Crawl Errors
A crawl error occurs when a search engine crawler is unable to reach a page on a website — this will prevent the page from appearing within search results. These errors could be due to site-wide or individual URL errors and may arise for several reasons. Our SEO Office Hours Notes below cover how Google Search deals with crawl errors, along with best practice guidance from Google for dealing with crawl errors.
Canonicalizing Paginated Pages Back to Main Page Can Cause Crawling & Indexing Issues
Canonicalizing pages in a paginated set back to the first page can be problematic because Google may see that these are different pages and ignore the rel canonical. Alternatively, if Google does follow the rel canonical to the main page, this could mean links and content on other pages might be missed.
GSC New Performance Report & Old Crawl Errors Report Show Googlebot Data at Different Stages
The Performance report in the new Search Console shows the end of the pipeline of search analytics, taking into account errors that have been reprocessed. So this shows different data to the Crawl Errors report in the old Search Console which shows the unprocessed errors.
Google Doesn’t Cache Pages With Server Errors
Googlebot doesn’t cache pages which return a server error, so it wouldn’t be possible to see what Googlebot saw in the GSC errors report.
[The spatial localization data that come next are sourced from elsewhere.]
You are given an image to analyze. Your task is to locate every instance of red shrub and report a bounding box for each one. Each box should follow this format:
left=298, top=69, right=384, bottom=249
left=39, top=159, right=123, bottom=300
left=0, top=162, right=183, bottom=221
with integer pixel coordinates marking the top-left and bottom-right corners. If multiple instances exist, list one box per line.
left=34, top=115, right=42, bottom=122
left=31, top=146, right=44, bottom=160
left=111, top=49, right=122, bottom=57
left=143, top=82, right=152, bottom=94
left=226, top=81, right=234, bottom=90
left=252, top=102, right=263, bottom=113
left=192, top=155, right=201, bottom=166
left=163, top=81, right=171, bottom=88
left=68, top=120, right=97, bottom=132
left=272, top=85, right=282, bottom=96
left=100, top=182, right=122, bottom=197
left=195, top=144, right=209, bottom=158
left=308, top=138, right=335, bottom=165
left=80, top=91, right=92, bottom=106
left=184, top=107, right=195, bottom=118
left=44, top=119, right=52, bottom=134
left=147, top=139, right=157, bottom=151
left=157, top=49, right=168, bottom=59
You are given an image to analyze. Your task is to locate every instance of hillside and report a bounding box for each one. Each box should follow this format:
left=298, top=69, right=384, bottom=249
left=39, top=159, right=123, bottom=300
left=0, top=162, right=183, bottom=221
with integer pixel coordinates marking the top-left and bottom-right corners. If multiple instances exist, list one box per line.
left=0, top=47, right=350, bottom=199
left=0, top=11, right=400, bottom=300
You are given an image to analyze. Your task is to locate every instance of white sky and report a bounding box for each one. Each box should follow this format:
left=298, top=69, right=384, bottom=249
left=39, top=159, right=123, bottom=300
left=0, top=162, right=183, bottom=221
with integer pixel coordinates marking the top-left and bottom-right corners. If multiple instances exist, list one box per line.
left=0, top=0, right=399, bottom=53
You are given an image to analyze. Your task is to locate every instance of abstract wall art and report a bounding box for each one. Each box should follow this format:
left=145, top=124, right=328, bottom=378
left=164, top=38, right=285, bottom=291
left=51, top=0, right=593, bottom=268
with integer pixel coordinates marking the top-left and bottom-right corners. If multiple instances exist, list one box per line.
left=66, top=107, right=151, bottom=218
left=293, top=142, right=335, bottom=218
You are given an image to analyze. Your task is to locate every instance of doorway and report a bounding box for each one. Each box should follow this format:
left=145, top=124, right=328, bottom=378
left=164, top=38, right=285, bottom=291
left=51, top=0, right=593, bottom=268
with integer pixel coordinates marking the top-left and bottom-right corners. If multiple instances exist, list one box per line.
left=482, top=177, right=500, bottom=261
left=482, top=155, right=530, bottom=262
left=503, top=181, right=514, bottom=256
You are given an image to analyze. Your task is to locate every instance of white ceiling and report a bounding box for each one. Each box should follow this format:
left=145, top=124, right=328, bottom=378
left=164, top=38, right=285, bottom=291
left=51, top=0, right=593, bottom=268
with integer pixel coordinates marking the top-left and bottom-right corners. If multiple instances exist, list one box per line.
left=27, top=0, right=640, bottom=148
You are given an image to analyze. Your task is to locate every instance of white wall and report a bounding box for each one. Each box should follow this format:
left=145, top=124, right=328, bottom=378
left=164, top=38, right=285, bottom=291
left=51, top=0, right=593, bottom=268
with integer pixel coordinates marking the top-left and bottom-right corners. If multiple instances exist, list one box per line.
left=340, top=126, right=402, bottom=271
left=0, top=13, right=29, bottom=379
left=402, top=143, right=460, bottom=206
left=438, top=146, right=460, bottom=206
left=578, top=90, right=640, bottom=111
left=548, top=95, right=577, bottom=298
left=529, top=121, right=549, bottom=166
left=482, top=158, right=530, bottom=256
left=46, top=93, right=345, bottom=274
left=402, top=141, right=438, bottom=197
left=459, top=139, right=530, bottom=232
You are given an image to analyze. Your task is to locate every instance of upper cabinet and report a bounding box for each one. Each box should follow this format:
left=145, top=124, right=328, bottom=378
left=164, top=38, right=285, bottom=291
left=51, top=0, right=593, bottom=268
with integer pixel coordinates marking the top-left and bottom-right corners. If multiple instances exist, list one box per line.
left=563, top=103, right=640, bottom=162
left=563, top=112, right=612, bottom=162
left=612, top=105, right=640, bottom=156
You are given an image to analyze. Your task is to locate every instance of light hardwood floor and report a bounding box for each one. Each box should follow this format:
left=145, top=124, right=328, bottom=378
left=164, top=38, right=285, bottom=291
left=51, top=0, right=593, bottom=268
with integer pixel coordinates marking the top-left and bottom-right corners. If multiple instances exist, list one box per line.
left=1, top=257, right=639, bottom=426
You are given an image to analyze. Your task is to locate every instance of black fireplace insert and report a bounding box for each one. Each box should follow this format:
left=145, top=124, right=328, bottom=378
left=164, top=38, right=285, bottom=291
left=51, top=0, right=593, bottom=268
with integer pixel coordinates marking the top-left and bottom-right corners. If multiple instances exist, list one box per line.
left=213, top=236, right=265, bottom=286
Crawl Errors May Take Months to Clear
Broken URLs which are being shown as Crawl Errors may not be crawled frequently and may take many months to be re-crawled before they are dropped. Unless they are important pages which should be indexed, they can be ignored.
GSC Crawl Error Priority Ranked According to User Relevancy
Crawl error priority ranks errors based on how relevant they are for users e.g. URLs that users are more likely to find on the site.
Temporary Performance Issues Generate Crawl Errors for Working Pages
Sometimes crawl errors are reported by Google for pages which appear to be working when tested later and may be difficult to reproduce. You can check the server logs to see if this was a temporary issue with server performance and can be avoided in the future.
Search Console Crawl Errors May Take a Year to Update
It takes some time to report crawl errors in Search Console, and detect when they have updated, potentially up to a year for some URLs.
Google Periodically Recrawl Pages with Crawl Errors
Google will sometimes retry pages which have previously thrown up crawl errors, even over a number of years, to make sure they are not missing anything new. If you see old URLs showing up as crawl errors, it’s not something you need to resolve.
Google Supports URLs up to 2000 characters
Google supports URLs up to 2000 characters.
Broken Schema Markup will be Ignored
If Google can’t recognise markup due to errors then it won’t be used, but markup isn’t used for rankings.